THE ADVENTURES OF A HALF COCKED SUCKER

It's not easy being a gay comic book geek with a sexy edge.

Friday, January 09, 2004


Things are so fucked up. I feel like a madman because the past week has been a strange mix of good and bad. I have not had any luck finding a job and I have begun to feel like a failure. Partly because I am not in a good headspace - which is making doing anything a chore - partly because I know that I am to blame for it. I have problems I don't even want to admit to. The weakness I have shown is counteracting everything I have done that made me proud of myself. The level of self loathing brewing is alarming. I don't see a hot, witty, charming guy in the mirror. I see a scared, weak fool who is too freaked out to retake control of himself.
Then Jason shows up and the old feelings come back.

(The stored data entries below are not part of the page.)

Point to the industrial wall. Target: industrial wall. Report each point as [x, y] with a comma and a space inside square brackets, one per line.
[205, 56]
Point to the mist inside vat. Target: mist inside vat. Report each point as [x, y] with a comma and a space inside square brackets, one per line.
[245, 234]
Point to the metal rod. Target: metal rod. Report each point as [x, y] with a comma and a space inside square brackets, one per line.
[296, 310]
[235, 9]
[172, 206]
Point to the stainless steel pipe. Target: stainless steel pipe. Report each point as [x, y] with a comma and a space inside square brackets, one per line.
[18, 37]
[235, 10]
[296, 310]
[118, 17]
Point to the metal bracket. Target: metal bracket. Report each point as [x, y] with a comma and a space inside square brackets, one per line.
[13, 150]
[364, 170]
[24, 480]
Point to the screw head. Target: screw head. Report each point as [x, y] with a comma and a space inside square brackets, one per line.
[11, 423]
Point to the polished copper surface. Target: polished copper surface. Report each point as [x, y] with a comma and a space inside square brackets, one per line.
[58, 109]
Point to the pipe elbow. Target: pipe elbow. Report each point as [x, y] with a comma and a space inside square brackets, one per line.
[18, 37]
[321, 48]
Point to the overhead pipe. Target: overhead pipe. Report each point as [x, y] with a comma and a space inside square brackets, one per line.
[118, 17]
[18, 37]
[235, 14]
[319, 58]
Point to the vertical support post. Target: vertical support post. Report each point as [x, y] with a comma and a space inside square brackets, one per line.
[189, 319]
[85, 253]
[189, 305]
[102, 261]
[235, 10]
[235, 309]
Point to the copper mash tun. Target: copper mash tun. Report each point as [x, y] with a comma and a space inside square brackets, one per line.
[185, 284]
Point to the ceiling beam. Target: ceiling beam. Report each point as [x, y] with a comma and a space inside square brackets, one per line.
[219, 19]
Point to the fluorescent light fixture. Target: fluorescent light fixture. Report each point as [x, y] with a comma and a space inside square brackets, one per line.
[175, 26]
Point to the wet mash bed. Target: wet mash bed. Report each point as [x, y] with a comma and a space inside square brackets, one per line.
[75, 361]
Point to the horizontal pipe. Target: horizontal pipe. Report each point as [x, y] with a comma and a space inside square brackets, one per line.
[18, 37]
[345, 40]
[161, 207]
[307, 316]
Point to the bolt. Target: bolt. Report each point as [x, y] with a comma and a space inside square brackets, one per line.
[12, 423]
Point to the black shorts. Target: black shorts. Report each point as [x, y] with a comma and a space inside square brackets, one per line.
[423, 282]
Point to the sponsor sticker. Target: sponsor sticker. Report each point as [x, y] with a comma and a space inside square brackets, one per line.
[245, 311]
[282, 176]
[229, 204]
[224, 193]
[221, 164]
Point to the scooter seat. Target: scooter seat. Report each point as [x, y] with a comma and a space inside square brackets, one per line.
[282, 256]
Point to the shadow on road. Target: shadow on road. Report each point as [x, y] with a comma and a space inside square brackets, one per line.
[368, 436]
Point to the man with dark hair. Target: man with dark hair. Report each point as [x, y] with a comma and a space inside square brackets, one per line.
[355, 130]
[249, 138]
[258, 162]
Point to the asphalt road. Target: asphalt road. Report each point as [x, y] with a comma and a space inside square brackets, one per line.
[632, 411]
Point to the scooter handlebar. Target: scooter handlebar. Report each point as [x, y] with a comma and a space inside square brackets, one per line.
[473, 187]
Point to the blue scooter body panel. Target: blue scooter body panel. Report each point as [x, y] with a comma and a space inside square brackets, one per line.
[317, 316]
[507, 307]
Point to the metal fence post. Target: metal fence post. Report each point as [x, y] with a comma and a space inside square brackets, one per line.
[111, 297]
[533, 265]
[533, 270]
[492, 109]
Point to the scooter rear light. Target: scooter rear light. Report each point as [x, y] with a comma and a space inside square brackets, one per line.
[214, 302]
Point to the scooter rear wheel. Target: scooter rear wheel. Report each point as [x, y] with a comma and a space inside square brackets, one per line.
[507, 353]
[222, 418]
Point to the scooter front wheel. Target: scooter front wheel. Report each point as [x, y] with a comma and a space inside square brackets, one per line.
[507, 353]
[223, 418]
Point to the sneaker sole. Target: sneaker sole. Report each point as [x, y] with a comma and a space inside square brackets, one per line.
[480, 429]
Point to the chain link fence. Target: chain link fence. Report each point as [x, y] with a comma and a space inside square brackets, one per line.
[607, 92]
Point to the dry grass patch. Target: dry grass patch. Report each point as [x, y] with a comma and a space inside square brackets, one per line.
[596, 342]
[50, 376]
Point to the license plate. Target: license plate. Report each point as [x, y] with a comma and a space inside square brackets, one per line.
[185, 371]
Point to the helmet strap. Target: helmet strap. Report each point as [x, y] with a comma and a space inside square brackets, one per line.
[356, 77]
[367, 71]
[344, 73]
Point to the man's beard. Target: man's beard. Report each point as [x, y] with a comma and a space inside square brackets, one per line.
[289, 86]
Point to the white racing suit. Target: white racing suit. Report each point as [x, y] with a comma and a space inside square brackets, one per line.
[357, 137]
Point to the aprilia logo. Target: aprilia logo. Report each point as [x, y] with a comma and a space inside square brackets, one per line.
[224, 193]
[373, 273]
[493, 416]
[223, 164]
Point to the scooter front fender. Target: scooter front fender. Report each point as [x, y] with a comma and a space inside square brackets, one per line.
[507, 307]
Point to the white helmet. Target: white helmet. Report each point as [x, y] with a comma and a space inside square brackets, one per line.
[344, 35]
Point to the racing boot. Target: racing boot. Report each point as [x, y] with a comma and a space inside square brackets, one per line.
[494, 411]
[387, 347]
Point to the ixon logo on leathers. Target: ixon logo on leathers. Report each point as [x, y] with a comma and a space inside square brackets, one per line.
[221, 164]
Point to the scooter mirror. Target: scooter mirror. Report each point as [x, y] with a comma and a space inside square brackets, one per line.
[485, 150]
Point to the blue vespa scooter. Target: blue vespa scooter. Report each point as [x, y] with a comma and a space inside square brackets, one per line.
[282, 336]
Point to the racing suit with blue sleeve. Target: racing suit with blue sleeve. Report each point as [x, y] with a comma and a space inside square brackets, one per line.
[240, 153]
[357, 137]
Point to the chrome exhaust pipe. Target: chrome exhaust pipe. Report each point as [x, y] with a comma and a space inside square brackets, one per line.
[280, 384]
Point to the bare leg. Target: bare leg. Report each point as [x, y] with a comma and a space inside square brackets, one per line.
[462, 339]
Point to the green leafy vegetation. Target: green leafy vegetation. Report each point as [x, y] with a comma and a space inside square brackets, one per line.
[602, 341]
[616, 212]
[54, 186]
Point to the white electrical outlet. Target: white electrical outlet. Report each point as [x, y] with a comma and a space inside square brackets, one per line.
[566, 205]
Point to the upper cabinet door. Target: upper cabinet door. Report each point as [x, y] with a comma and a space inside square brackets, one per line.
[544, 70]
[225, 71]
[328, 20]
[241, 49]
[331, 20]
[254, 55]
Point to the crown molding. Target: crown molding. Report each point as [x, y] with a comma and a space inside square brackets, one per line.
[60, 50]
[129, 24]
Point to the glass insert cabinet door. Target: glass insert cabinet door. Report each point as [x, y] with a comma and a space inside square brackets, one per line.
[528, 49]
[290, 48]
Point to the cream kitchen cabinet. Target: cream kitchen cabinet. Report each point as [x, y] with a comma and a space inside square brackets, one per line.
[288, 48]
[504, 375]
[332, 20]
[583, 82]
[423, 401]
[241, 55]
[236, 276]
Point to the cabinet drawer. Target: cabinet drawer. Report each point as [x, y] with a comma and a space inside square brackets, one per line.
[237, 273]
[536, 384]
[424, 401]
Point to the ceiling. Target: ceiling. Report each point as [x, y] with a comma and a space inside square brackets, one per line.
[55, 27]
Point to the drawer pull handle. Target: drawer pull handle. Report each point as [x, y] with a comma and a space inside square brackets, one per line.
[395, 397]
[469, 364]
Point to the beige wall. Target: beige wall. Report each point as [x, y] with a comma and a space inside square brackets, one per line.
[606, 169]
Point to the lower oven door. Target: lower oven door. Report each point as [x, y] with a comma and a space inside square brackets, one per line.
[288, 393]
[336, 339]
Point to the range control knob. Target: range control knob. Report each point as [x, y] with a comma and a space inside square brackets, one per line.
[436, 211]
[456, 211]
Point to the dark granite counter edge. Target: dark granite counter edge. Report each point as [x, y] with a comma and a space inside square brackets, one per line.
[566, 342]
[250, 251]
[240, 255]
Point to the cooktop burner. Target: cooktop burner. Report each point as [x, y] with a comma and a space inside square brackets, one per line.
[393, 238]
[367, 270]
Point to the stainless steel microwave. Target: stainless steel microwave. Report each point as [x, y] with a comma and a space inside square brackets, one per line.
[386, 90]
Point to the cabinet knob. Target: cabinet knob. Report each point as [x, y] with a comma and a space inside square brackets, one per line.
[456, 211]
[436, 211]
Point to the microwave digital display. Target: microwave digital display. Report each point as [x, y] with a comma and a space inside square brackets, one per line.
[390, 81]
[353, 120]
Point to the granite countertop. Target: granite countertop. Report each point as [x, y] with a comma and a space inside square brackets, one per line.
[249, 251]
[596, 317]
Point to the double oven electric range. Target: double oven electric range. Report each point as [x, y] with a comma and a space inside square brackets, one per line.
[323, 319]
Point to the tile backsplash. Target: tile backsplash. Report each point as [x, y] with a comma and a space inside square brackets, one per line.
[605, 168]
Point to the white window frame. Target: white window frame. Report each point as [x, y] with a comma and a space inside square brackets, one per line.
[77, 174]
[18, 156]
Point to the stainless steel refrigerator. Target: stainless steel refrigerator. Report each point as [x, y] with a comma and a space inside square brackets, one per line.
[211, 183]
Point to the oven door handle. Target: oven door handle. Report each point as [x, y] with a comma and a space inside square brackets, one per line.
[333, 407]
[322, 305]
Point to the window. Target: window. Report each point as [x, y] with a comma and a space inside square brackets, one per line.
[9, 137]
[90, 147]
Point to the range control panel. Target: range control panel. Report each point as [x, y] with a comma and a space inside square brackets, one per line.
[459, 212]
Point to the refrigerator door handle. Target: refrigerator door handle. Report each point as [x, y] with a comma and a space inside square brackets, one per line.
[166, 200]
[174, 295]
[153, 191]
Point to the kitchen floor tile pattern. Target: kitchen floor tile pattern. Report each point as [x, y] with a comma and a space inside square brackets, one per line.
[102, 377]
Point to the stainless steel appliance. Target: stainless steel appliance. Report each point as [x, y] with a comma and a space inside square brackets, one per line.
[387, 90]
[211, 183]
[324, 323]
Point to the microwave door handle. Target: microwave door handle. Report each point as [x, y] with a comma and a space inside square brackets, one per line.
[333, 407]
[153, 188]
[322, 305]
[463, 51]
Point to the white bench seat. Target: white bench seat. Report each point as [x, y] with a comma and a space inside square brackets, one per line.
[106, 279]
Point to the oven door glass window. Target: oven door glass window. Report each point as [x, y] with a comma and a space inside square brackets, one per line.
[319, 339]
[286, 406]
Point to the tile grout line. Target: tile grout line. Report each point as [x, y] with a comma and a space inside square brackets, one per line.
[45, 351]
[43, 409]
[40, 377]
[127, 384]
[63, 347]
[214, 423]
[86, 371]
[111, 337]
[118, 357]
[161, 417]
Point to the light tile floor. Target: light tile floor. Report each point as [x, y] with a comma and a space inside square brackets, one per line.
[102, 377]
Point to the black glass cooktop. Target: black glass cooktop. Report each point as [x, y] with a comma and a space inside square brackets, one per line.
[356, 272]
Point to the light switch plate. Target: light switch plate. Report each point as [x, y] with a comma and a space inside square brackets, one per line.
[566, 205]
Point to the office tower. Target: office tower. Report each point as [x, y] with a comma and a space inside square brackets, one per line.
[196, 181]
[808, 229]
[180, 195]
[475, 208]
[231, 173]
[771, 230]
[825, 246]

The feeling of calm he allows me to feel. He slept here last night and I pressed up close to him and fell into sleep so peacefully, the last thought wasn't a negative insult or anxious nagging..... it was "this is nice." It's been too long since I have felt that. I'd bet I had a hint of a smile as I slept.
I think that is one of the reasons I have been unable to divorce myself from meth..... the dreadful images and thoughts that plague my mind when it's not focused on something. Sleep can be one of the most horrible times for me. And I have thoughts that are like weeds..... they take root and spread into waking hours.... making me that much more unhappy and disgusted with myself.]